On both Master nodes, I see the minion/node status as Ready
[root@master1 ~]# kubectl get nodes
NAME STATUS AGE
172.16.16.50 Ready 2h
[root@master2 ~]# kubectl get nodes
NAME STATUS AGE
172.16.16.50 Ready 2h
I setup an example nginx pod using :
apiVersion: v1
kind: ReplicationController
metadata:
name: nginx
spec:
replicas: 2
selector:
app: nginx
template:
metadata:
name: nginx
labels:
app: nginx
spec:
containers:
- name: nginx
image: nginx
ports:
- containerPort: 80
I created the Replication Controller on Master1
using :
[root@master1 ~]# kubectl create -f nginx.yaml
And on both Master nodes, I was able to see the pods created.
[root@master1 ~]# kubectl get po
NAME READY STATUS RESTARTS AGE
nginx-jwpxd 1/1 Running 0 29m
nginx-q613j 1/1 Running 0 29m
[root@master2 ~]# kubectl get po
NAME READY STATUS RESTARTS AGE
nginx-jwpxd 1/1 Running 0 29m
nginx-q613j 1/1 Running 0 29m
Now logically thinking, if I were to take down Master1
node and delete the pods on Master2
, Master2
should recreate the pods. So this is what I do.
On Master1
:
[root@master1 ~]# systemctl stop kube-scheduler ; systemctl stop kube-apiserver ; systemctl stop kube-controller-manager
On Master2
:
[root@slave1 kubernetes]# kubectl delete po --all
pod "nginx-l7mvc" deleted
pod "nginx-r3m58" deleted
Now Master2
should create the pods since the Replication Controller is still up. But the new Pods are stuck in :
[root@master2 kubernetes]# kubectl get po
NAME READY STATUS RESTARTS AGE
nginx-l7mvc 1/1 Terminating 0 13m
nginx-qv6z9 0/1 Pending 0 13m
nginx-r3m58 1/1 Terminating 0 13m
nginx-rplcz 0/1 Pending 0 13m
Ive waited a long time but the pods are stuck in this state.
But when I restart the services on Master1
:
[root@master1 ~]# systemctl start kube-scheduler ; systemctl start kube-apiserver ; systemctl start kube-controller-manager
Then I see progress on Master1
:
NAME READY STATUS RESTARTS AGE
nginx-qv6z9 0/1 ContainerCreating 0 14m
nginx-rplcz 0/1 ContainerCreating 0 14m
[root@slave1 kubernetes]# kubectl get po
NAME READY STATUS RESTARTS AGE
nginx-qv6z9 1/1 Running 0 15m
nginx-rplcz 1/1 Running 0 15m
Why doesnt Master2
recreate the pods ? This is the confusion that I am trying to figure out. Ive come a long way to setup a fully function HA setup but seems like almost there only if I can figure out this puzzle.

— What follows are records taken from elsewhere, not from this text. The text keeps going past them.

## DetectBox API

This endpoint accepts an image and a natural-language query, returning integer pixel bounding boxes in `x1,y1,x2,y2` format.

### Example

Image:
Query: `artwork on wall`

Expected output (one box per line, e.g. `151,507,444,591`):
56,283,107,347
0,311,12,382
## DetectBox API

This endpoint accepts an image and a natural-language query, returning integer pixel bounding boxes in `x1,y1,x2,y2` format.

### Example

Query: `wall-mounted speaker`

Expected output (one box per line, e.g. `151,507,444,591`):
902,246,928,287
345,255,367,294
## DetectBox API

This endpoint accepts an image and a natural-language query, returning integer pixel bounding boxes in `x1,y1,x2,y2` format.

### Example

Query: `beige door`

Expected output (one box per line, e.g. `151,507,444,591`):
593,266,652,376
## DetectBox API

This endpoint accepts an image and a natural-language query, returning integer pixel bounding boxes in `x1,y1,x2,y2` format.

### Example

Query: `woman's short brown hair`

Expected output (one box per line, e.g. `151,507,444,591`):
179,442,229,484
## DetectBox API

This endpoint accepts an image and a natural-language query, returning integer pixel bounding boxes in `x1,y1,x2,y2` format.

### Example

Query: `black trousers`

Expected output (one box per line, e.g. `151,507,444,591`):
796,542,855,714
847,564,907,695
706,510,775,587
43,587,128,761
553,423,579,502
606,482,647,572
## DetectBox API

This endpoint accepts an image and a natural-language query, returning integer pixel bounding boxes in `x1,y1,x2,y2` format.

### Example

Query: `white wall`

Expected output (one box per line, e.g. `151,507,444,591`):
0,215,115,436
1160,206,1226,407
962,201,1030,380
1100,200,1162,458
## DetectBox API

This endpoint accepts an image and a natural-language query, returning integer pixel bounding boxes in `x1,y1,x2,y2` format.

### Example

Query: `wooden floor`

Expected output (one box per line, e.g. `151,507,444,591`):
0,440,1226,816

In my opinion, the error comes from the fact that Master2 has no --leader-elect
flag enabled. There can only be one scheduler
and controller
processes running at the same time, that is the reason of --leader-elect
. The aim of this flag is to have them "compete" to see which of the scheduler
and controller
processes is active at a given time. As you did not set the flag in both master nodes, then there are two scheduler
and controller
processes active, and thus the conflicts you are experiencing. In order to fix the issue, I advise you to enable this flag in all of the master nodes.
What is more, according to the k8s documentation https://kubernetes.io/docs/tasks/administer-cluster/highly-available-master/#best-practices-for-replicating-masters-for-ha-clusters:
Do not use a cluster with two master replicas. Consensus on a two replica cluster requires both replicas running when changing persistent state. As a result, both replicas are needed and a failure of any replica turns cluster into majority failure state. A two-replica cluster is thus inferior, in terms of HA, to a single replica cluster.